Notes Worse, if we’re all sharing the same learned things, we’re going to have an impossible time explaining our stupidity. The Averroist argument doesn’t explain how, if all understand as one, individuals are ignorant. As these next paragraphs show.

34 Since the intellect is a higher power than the sense, its unity must be greater. This explains the observed fact of one intellect exercising judgment upon diverse kinds of sensible things belonging to diverse sensitive powers. And from this we can gather that the operations belonging to the various sensitive powers are united in the one intellect. Now, some of the sensitive powers only receive—the senses, for instance; while some retain, as imagination and memory, which therefore are called store-houses. The possible intellect, then, must both receive and retain what it has received…

39 Then, too, the possible intellect, according to Aristotle, is that “whereby the soul and man understand.” But, if the possible intellect is one in all men and is eternal, then all the intelligible species of the things that are or have been known by any men whatever must already be received in it. Therefore, each of us, since we understand by the possible intellect, and, in fact, our act of understanding is itself the possible intellect’s act of understanding, will understand all that is or has been understood by anyone whatever; which is plainly false…

41 But, that this reply cannot wholly avoid the difficulty is made clear as follows. When the possible intellect has been actualized by the reception of the intelligible species, it can act of itself, as Aristotle says in De anima III [4].

This accounts for the experienced fact that when we have once acquired knowledge of a thing, it is in our power to consider it again at will. And since we are able to form phantasms adapted to the thinking that we wish to do, they are no hindrance to us [in our reconsideration of things], unless, perhaps, there be an obstacle on the part of the organ to which the phantasm belongs, as in madmen and those afflicted with lethargy, who cannot freely exercise their imagination and memory.

For this reason Aristotle says in Physics VIII that one already possessed of the habit of science, though he be considering potentially, needs no mover to bring him from potentiality to act, except a remover of obstacles, but is himself able to exercise his knowledge at will.

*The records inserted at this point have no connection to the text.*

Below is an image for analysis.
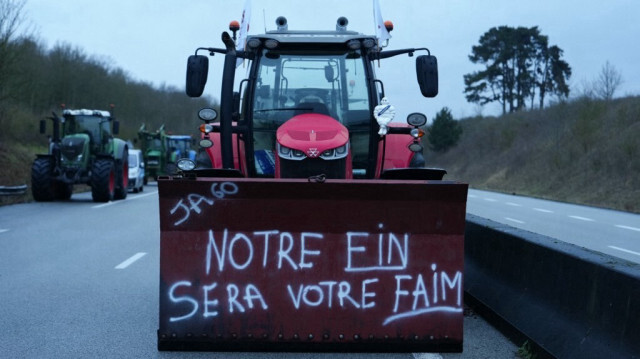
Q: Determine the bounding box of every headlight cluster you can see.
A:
[320,142,349,160]
[276,143,307,161]
[277,142,349,161]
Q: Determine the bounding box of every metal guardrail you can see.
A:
[0,184,27,196]
[464,214,640,359]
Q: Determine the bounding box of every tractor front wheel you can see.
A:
[31,158,56,202]
[91,159,116,202]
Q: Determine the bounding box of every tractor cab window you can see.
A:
[64,116,111,148]
[252,50,371,176]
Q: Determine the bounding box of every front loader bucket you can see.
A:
[158,178,467,352]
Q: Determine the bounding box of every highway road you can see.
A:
[467,190,640,263]
[0,187,517,359]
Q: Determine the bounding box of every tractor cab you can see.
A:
[182,17,443,179]
[61,109,112,153]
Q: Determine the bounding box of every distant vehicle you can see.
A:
[138,124,196,184]
[31,109,129,202]
[128,150,144,193]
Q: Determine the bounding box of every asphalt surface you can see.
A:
[0,184,517,359]
[467,190,640,263]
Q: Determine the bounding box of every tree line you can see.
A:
[0,0,214,146]
[464,26,571,113]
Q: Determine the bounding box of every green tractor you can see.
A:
[138,124,196,184]
[31,109,129,202]
[138,124,167,184]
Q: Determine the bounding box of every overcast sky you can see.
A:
[23,0,640,118]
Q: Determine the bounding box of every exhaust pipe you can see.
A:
[336,16,349,31]
[276,16,289,31]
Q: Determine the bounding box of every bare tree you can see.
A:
[0,0,26,99]
[593,61,622,101]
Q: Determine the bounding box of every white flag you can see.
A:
[236,0,251,67]
[373,0,391,44]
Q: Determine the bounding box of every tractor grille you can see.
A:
[60,138,84,161]
[147,156,160,168]
[280,158,347,179]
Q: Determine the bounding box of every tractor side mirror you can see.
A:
[416,55,438,97]
[113,120,120,135]
[186,55,209,97]
[324,65,335,82]
[233,91,240,114]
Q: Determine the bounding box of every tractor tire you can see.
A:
[113,156,129,199]
[54,182,73,201]
[91,159,116,202]
[31,158,56,202]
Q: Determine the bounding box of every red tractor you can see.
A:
[158,17,467,351]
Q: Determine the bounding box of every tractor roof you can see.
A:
[247,30,375,44]
[62,109,111,117]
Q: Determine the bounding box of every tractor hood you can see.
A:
[276,113,349,158]
[60,134,89,161]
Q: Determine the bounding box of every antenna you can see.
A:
[262,8,267,34]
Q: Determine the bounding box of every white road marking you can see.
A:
[533,208,553,213]
[504,217,524,224]
[569,216,593,222]
[91,191,158,208]
[115,252,147,269]
[609,246,640,256]
[91,201,115,208]
[127,191,158,200]
[616,224,640,232]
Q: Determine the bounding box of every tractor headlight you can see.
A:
[277,143,307,161]
[177,158,196,171]
[320,142,349,160]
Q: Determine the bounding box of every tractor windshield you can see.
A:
[252,50,371,174]
[63,116,111,148]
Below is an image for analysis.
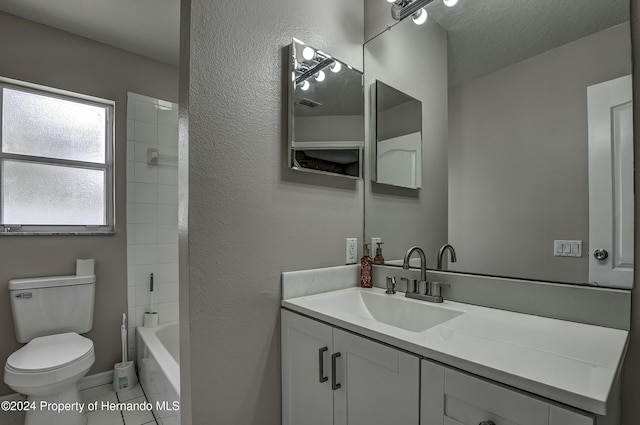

If, however, the intelligible species of all sciences are present in the possible intellect—which the hypothesis of its unicity and eternity necessarily implies—then that intellect will require phantasms, just as one already in possession of a science needs them in order to think in terms of that science; this the intellect cannot do without phantasms.

Therefore, since every man understands by the possible intellect as a result of its being actualized by the intelligible species, every man will be able to apply his mind at will to the things known in every science. This is manifestly false, since in that case no one would need a teacher in order to acquire a science. Therefore, the possible intellect is not one and eternal.

1 And sometimes even having a teacher is no guarantee of acquiring a science (sorry). Let us have madmen and lethargy (a burgeoning science lurks) as the final word!